The National Portrait Gallery isn't just for paintings of duchesses and emperors anymore. If a couple of creative entrepreneurs have their way, it'll soon display countless Facebook mugs too.

Leslie Katz Former Culture Editor
Leslie Katz led a team that explored the intersection of tech and culture, plus all manner of awe-inspiring science, from space to AI and archaeology. When she's not smithing words, she's probably playing online word games, tending to her garden or referring to herself in the third person.
  • Third place film critic, 2021 LA Press Club National Arts & Entertainment Journalism Awards
Leslie Katz
2 min read
Museum-bound: Some of the many Facebook portraits submitted to the collaborative art project so far. The Profile Picture Exhibition

Seeking to modernize the staid "Baron Von Sitting Down" and "Madame Miss No Emotion" portrait genre of yore, a couple of London creatives have launched an initiative to get as many Facebook profile pics as possible into the world's leading museums.

"Each one of our profile pics is a statement about who we are," says the video for The Profile Picture Exhibition project, which I won't embed here due to its generous use of a word that starts with the same letter as Facebook does. "It's finally time we claimed our space in art history."

This isn't a contest for the best Facebook profile photo.

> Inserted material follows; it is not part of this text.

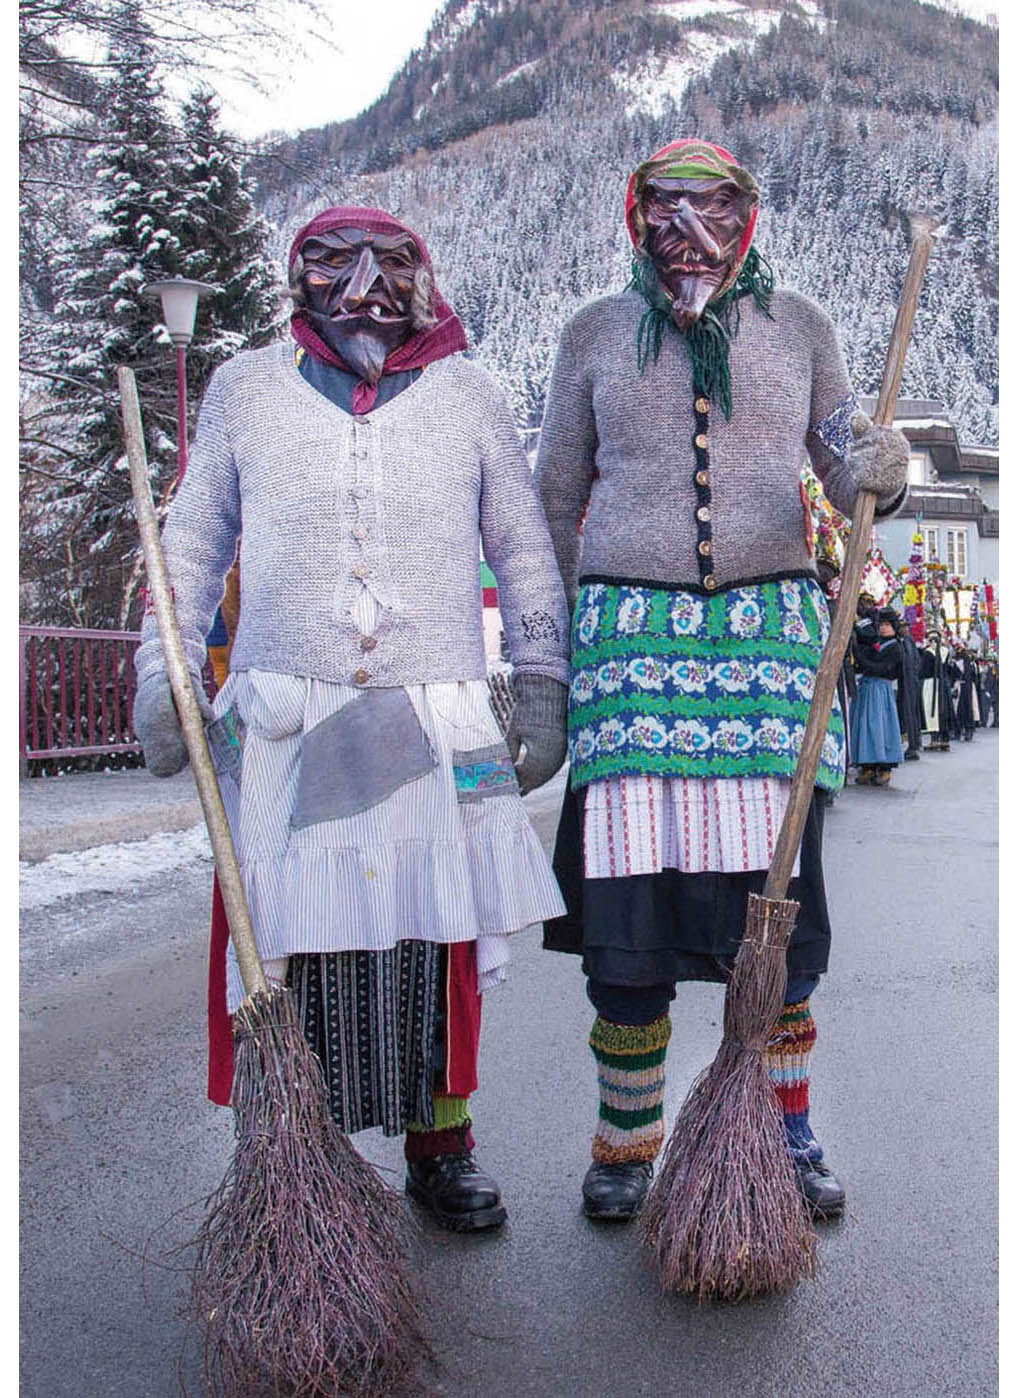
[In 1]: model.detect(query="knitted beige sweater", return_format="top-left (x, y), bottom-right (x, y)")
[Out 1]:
top-left (135, 341), bottom-right (569, 688)
top-left (535, 287), bottom-right (897, 603)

Rather, say Ben Beale and Rory Forrest, the duo behind the effort, it's about democratizing portraiture, which once was mainly the purview of wealthy noblemen who wanted to secure their place in history.

There won't be any long portrait sessions to sit through here. If you "Like" the project's Facebook page, your profile picture could automatically show up in London's National Portrait Gallery, the Louvre in Paris, and New York's Metropolitan Museum of Art.

"The thing that hit us the most was that over 1 billion of us have Facebook profile pictures now, a seventh of the entire globe, and if our profile pics can be considered art, the profile picture phenomenon has to be the biggest art movement of all time," Beale told Crave. "A truly humbling thought."

The museums have agreed to display the portraits once a million members have joined the collaboration. More than a thousand people from around the world have Liked the page so far, with submissions ranging from serious looking-into-the-camera shots to more, well, cheeky images. That's right, Mona Lisa, get ready to share your space with naked butts.

The Profile Picture Exhibition

Update, 5:30 p.m. PT: to include a comment from project co-creator Ben Beale.